Michel Rouzé

La science et le fœtus humain

Les progrès de la biologie et de la chirurgie créent autour du fœtus humain des problèmes juridiques et éthiques nouveaux. Plusieurs cas dramatiques ou simplement embarrassants mettent en lumière la nécessité de ne plus laisser la décision au seul libre choix des médecins ou des familles.

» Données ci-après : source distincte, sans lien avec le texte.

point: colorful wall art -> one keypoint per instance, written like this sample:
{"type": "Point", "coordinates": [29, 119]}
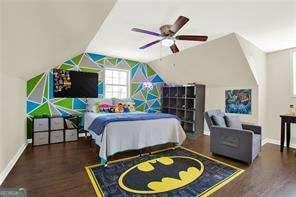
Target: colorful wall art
{"type": "Point", "coordinates": [40, 99]}
{"type": "Point", "coordinates": [238, 101]}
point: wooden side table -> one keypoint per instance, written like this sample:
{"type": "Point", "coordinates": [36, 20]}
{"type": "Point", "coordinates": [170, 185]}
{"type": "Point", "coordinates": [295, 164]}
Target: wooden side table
{"type": "Point", "coordinates": [286, 121]}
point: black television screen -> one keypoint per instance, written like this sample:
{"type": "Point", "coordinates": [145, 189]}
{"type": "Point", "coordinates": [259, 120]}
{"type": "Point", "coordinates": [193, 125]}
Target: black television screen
{"type": "Point", "coordinates": [73, 84]}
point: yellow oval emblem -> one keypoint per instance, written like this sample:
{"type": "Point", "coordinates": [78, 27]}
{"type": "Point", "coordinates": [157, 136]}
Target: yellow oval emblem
{"type": "Point", "coordinates": [162, 174]}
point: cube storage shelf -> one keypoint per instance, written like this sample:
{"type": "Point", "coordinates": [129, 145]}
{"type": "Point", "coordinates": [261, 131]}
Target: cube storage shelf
{"type": "Point", "coordinates": [55, 129]}
{"type": "Point", "coordinates": [188, 103]}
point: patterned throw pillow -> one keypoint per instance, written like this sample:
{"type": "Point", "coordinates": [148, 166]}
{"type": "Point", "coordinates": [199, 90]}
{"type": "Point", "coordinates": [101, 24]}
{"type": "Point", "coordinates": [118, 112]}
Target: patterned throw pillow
{"type": "Point", "coordinates": [218, 120]}
{"type": "Point", "coordinates": [233, 122]}
{"type": "Point", "coordinates": [130, 106]}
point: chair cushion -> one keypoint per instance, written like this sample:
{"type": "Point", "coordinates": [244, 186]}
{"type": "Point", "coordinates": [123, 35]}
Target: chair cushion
{"type": "Point", "coordinates": [218, 120]}
{"type": "Point", "coordinates": [233, 122]}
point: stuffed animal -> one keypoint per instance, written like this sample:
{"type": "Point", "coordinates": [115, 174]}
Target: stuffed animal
{"type": "Point", "coordinates": [119, 108]}
{"type": "Point", "coordinates": [104, 107]}
{"type": "Point", "coordinates": [130, 106]}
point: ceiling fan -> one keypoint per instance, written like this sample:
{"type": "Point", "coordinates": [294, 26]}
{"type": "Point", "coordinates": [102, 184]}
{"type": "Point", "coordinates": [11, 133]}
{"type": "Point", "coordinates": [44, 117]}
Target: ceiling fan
{"type": "Point", "coordinates": [168, 37]}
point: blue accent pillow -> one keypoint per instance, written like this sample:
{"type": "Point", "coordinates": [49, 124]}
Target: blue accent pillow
{"type": "Point", "coordinates": [233, 122]}
{"type": "Point", "coordinates": [218, 120]}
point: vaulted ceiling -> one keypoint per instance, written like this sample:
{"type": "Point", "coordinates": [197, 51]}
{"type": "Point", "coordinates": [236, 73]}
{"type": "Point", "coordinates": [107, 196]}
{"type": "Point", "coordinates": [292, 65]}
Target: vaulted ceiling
{"type": "Point", "coordinates": [37, 35]}
{"type": "Point", "coordinates": [270, 25]}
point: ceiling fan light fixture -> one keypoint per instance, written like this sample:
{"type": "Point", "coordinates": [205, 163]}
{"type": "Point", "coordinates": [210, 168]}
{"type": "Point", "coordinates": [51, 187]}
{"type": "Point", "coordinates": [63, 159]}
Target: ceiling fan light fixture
{"type": "Point", "coordinates": [167, 42]}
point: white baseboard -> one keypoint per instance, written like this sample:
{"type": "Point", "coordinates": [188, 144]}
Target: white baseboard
{"type": "Point", "coordinates": [12, 162]}
{"type": "Point", "coordinates": [278, 142]}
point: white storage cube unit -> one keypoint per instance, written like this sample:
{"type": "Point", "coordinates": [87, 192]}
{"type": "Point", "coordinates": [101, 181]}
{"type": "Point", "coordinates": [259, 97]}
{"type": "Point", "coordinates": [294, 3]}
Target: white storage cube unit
{"type": "Point", "coordinates": [56, 123]}
{"type": "Point", "coordinates": [56, 136]}
{"type": "Point", "coordinates": [40, 138]}
{"type": "Point", "coordinates": [71, 135]}
{"type": "Point", "coordinates": [41, 124]}
{"type": "Point", "coordinates": [49, 130]}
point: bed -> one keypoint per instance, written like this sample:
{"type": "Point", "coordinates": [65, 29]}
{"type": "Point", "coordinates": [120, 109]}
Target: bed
{"type": "Point", "coordinates": [122, 134]}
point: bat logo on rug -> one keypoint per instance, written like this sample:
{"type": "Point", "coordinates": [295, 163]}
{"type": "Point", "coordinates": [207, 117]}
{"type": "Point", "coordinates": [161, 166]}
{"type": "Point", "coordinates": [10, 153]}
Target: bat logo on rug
{"type": "Point", "coordinates": [162, 174]}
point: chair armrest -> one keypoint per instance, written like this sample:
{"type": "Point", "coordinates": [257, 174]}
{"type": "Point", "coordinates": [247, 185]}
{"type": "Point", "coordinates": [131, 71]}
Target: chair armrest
{"type": "Point", "coordinates": [230, 131]}
{"type": "Point", "coordinates": [256, 129]}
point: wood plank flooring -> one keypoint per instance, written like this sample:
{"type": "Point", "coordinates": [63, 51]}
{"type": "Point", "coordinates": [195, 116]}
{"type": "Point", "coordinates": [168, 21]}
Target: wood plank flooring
{"type": "Point", "coordinates": [58, 170]}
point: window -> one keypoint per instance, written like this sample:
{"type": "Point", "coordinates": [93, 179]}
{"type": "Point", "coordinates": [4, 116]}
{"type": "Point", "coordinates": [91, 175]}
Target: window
{"type": "Point", "coordinates": [294, 74]}
{"type": "Point", "coordinates": [116, 83]}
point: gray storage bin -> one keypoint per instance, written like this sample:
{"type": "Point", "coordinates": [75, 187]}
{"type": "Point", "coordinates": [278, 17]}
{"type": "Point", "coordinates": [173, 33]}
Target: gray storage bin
{"type": "Point", "coordinates": [71, 135]}
{"type": "Point", "coordinates": [41, 124]}
{"type": "Point", "coordinates": [40, 138]}
{"type": "Point", "coordinates": [56, 123]}
{"type": "Point", "coordinates": [56, 136]}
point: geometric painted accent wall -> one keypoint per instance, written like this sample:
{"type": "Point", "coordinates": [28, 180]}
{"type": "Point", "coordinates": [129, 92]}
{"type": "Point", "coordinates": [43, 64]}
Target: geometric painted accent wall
{"type": "Point", "coordinates": [40, 100]}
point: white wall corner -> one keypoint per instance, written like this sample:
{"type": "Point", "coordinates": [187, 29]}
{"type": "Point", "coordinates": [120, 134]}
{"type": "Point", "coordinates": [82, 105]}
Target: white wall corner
{"type": "Point", "coordinates": [12, 162]}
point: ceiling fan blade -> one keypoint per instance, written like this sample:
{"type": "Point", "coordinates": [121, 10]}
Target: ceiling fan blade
{"type": "Point", "coordinates": [145, 31]}
{"type": "Point", "coordinates": [149, 44]}
{"type": "Point", "coordinates": [192, 37]}
{"type": "Point", "coordinates": [174, 48]}
{"type": "Point", "coordinates": [180, 22]}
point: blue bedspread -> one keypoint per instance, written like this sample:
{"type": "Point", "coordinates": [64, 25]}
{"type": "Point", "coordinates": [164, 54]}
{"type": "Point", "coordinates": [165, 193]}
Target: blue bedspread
{"type": "Point", "coordinates": [98, 125]}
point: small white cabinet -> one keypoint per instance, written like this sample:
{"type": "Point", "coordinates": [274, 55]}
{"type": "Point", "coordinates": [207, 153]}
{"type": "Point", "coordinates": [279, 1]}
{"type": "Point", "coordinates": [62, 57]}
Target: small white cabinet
{"type": "Point", "coordinates": [49, 130]}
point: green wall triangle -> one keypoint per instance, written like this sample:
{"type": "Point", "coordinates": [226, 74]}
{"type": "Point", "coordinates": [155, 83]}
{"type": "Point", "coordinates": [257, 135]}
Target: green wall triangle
{"type": "Point", "coordinates": [66, 103]}
{"type": "Point", "coordinates": [131, 63]}
{"type": "Point", "coordinates": [32, 83]}
{"type": "Point", "coordinates": [42, 110]}
{"type": "Point", "coordinates": [77, 59]}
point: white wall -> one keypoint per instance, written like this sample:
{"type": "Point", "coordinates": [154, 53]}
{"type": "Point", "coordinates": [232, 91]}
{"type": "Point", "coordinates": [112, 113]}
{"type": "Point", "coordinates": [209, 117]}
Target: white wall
{"type": "Point", "coordinates": [278, 92]}
{"type": "Point", "coordinates": [38, 35]}
{"type": "Point", "coordinates": [12, 118]}
{"type": "Point", "coordinates": [219, 62]}
{"type": "Point", "coordinates": [230, 62]}
{"type": "Point", "coordinates": [257, 62]}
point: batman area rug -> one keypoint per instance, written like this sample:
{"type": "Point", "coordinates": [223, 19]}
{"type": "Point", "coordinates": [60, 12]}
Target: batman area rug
{"type": "Point", "coordinates": [171, 172]}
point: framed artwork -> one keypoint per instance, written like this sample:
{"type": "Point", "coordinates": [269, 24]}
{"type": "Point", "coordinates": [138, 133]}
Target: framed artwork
{"type": "Point", "coordinates": [238, 101]}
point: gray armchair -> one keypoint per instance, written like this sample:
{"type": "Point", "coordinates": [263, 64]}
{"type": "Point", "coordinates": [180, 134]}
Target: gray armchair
{"type": "Point", "coordinates": [241, 144]}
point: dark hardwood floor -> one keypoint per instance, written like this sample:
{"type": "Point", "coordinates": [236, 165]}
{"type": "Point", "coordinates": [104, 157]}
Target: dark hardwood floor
{"type": "Point", "coordinates": [58, 170]}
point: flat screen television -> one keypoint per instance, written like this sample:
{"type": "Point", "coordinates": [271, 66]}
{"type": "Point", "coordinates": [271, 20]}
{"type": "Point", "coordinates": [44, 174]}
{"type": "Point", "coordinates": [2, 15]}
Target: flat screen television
{"type": "Point", "coordinates": [74, 84]}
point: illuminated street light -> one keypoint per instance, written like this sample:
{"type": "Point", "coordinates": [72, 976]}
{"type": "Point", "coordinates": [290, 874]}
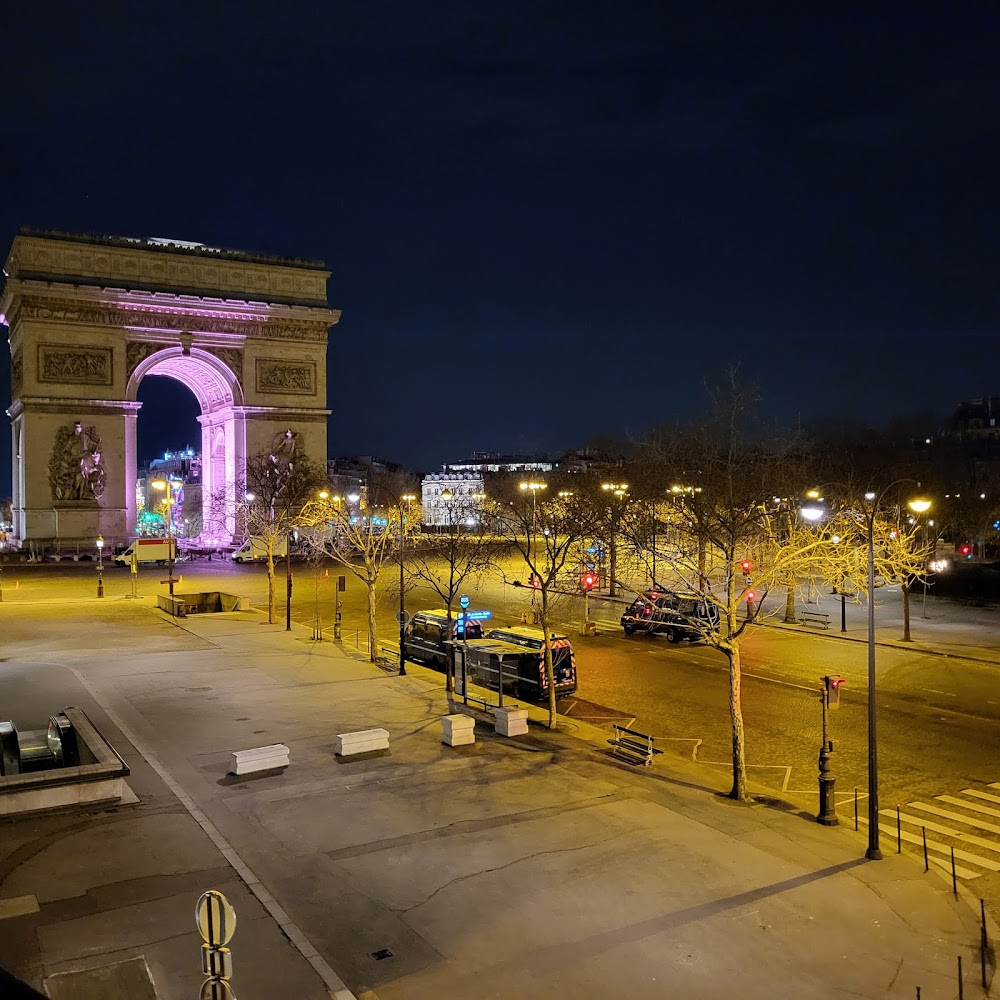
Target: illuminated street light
{"type": "Point", "coordinates": [620, 491]}
{"type": "Point", "coordinates": [100, 565]}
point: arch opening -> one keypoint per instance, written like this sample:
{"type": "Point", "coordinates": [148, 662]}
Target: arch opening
{"type": "Point", "coordinates": [219, 397]}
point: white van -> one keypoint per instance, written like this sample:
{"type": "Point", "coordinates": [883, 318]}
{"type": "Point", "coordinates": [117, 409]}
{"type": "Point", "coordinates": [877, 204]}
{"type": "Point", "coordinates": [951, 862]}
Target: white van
{"type": "Point", "coordinates": [146, 550]}
{"type": "Point", "coordinates": [255, 550]}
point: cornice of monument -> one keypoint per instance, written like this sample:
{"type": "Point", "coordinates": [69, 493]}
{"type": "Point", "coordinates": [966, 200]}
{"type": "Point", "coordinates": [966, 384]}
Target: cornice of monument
{"type": "Point", "coordinates": [145, 312]}
{"type": "Point", "coordinates": [151, 265]}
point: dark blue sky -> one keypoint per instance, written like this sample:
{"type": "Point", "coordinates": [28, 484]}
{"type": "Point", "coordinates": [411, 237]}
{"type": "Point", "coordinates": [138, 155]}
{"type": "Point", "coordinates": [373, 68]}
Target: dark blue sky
{"type": "Point", "coordinates": [547, 220]}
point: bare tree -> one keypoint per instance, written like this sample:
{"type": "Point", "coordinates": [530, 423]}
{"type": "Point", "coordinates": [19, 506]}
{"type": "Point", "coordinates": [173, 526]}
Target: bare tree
{"type": "Point", "coordinates": [362, 537]}
{"type": "Point", "coordinates": [266, 505]}
{"type": "Point", "coordinates": [446, 562]}
{"type": "Point", "coordinates": [547, 532]}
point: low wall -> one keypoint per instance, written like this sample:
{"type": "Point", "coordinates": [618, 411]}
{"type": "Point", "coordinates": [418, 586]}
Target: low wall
{"type": "Point", "coordinates": [98, 778]}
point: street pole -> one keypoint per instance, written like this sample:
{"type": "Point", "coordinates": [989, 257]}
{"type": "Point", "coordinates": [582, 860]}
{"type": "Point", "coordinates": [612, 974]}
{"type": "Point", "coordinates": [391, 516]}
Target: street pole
{"type": "Point", "coordinates": [288, 581]}
{"type": "Point", "coordinates": [873, 853]}
{"type": "Point", "coordinates": [170, 543]}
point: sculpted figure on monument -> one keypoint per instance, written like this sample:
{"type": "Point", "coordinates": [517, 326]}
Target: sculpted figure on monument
{"type": "Point", "coordinates": [76, 471]}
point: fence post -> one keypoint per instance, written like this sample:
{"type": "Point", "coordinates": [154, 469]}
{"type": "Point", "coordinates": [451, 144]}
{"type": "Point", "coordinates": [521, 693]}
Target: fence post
{"type": "Point", "coordinates": [983, 940]}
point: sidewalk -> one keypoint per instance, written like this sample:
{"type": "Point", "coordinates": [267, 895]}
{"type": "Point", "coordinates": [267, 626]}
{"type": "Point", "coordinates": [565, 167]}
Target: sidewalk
{"type": "Point", "coordinates": [521, 868]}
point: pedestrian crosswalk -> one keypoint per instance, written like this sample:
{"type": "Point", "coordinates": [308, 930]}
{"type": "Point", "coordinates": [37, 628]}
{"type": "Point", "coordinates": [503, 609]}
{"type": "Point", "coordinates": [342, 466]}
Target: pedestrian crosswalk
{"type": "Point", "coordinates": [967, 823]}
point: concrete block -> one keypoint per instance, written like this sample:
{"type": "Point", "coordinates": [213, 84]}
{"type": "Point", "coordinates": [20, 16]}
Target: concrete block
{"type": "Point", "coordinates": [363, 741]}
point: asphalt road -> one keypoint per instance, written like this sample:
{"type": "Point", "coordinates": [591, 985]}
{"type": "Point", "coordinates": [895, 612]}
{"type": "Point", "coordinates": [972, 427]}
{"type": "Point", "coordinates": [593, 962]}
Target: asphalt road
{"type": "Point", "coordinates": [938, 718]}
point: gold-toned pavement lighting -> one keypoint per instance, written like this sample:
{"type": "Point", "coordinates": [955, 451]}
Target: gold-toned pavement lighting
{"type": "Point", "coordinates": [100, 565]}
{"type": "Point", "coordinates": [165, 484]}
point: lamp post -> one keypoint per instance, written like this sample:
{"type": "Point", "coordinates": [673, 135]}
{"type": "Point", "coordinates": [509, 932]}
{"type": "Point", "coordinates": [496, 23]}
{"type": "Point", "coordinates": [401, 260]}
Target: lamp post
{"type": "Point", "coordinates": [618, 490]}
{"type": "Point", "coordinates": [532, 487]}
{"type": "Point", "coordinates": [100, 565]}
{"type": "Point", "coordinates": [165, 484]}
{"type": "Point", "coordinates": [406, 498]}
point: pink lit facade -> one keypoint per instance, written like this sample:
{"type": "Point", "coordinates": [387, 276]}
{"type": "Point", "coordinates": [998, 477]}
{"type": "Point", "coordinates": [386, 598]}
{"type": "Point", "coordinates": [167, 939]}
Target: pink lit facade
{"type": "Point", "coordinates": [89, 318]}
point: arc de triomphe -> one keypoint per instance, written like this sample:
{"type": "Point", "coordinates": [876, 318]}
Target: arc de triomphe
{"type": "Point", "coordinates": [89, 317]}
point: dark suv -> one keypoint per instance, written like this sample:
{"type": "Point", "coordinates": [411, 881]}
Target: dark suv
{"type": "Point", "coordinates": [677, 616]}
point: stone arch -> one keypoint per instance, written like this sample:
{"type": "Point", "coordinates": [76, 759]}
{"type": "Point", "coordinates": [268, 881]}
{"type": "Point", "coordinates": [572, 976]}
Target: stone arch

Les techniques de diagnostic intra-utérin — amniocentèse, échographie, prélèvement du sang du fœtus dans le cordon ombilical — permettent de déceler éventuellement des malformations, des anomalies telles que le mongolisme ou des atteintes par des agents infectieux comme la rubéole ou la toxoplasmose. Dans beaucoup de ces cas, un diagnostic prénatal ne découvrant pas d'incitations éventuelles à une interruption de grossesse peut avoir pour effet d'éviter des avortements à l'aveuglette pratiqués à titre préventif. Mais certains de ces examens recourent à des technologies rares et coûteuses. Il n'est pas possible — à moins de faire supporter à la collectivité une charge économique intolérable — de satisfaire toutes les demandes. En cas de refus du médecin (ou d'une erreur de diagnostic) et d'une naissance anormale, le médecin ne risque-t-il pas de se voir poursuivi par la famille ? Le cas s'est présenté à plusieurs reprises aux États-Unis et pourrait se présenter ailleurs.

Les interventions médicales ou chirurgicales in utero (ou avec brève extraction et remise en place du fœtus) mettent directement en cause la double responsabilité du médecin et celle de la famille, vis-à-vis de l'enfant à naître et vis-à-vis de la société qui supportera la charge d'un infirme si l'intervention n'est pas pleinement efficace. Mais, si l'intervention réussit et aboutit à la venue au monde d'un enfant normal, la médecine fœtale — discipline nouvelle encore balbutiante — se trouvera justifiée d'aller plus avant. Une équipe du Colorado a connu cette chance en implantant dans le cerveau d'un fœtus de quatre mois atteint d'hydrocéphalie progressive un appareil minuscule muni d'une valve permettant l'écoulement dans le sac amniotique du liquide céphalo-rachidien sous pression. Il s'agit d'un succès jusqu'à présent unique. Par contre, la pose d'une sonde drainant l'urine vers le sac amniotique, chez des fœtus souffrant de malformations des voies urinaires, a été réalisée aux États-Unis par le professeur Harrisson et en France par les professeurs Dumez et Dellenbach. Un cas différent — unique lui aussi jusqu'à présent — est celui d'un enfant né à San Francisco d'une mère en coma dépassé (électroencéphalogramme plat) durant deux mois et maintenue en survie artificielle jusqu'à la naissance. Le risque médical pour l'enfant était considérable.

Les techniques d'insémination artificielle ne soulèvent pas moins de difficultés juridiques et morales. Se fondant sur la législation existante, des maris désavouent des enfants après avoir pourtant consenti à l'insémination artificielle de leur épouse. Autre cas de figure : celui des enfants nés par insémination artificielle avec du sperme congelé. Des maris devant subir un traitement qui les rendra stériles (notamment pour cancer du testicule) peuvent, préalablement, recourir à une banque du sperme qui conservera leurs capacités de procréation. Vingt enfants sont nés ainsi en France, dont un conçu avec du sperme congelé pendant sept ans. Mais des veuves se sont vu refuser le droit d'utiliser du sperme que leur mari défunt leur avait cependant légué : le Code civil français est ainsi fait que la présomption de paternité est écartée dès que l'enfant est né plus de trois cents jours après la dissolution du mariage...

Le droit du fœtus, jusqu'ici à peu près ignoré des législations, est la notion nouvelle qui émerge de telles situations. Mais il lui arrive aussi d'être invoqué pour justifier des préventions d'origine moins rationnelle. Au début de leur développement, les tissus de l'embryon ne possèdent pas encore de système de défense immunitaire ; on peut les greffer sur un organisme sans risque de rejet. Or, des enfants naissent parfois dépourvus de système immunitaire ; ils sont voués à la mort par infection dès les premiers mois de la vie, à moins (cela s'est vu) de grandir isolés du monde dans une bulle de plastique, en attendant une greffe problématique de tissus prélevés sur un donneur compatible. Ces enfants peuvent être traités par une greffe de cellules de foie ou de thymus prélevés sur un fœtus issu d'un avortement. Une telle pratique, qui ne se différencie guère des prélèvements d'organes sur des cadavres adultes, autorisés par la loi, a soulevé des oppositions violentes et même (notamment à Lyon) des actions judiciaires lancées contre des médecins qui sauvent des enfants.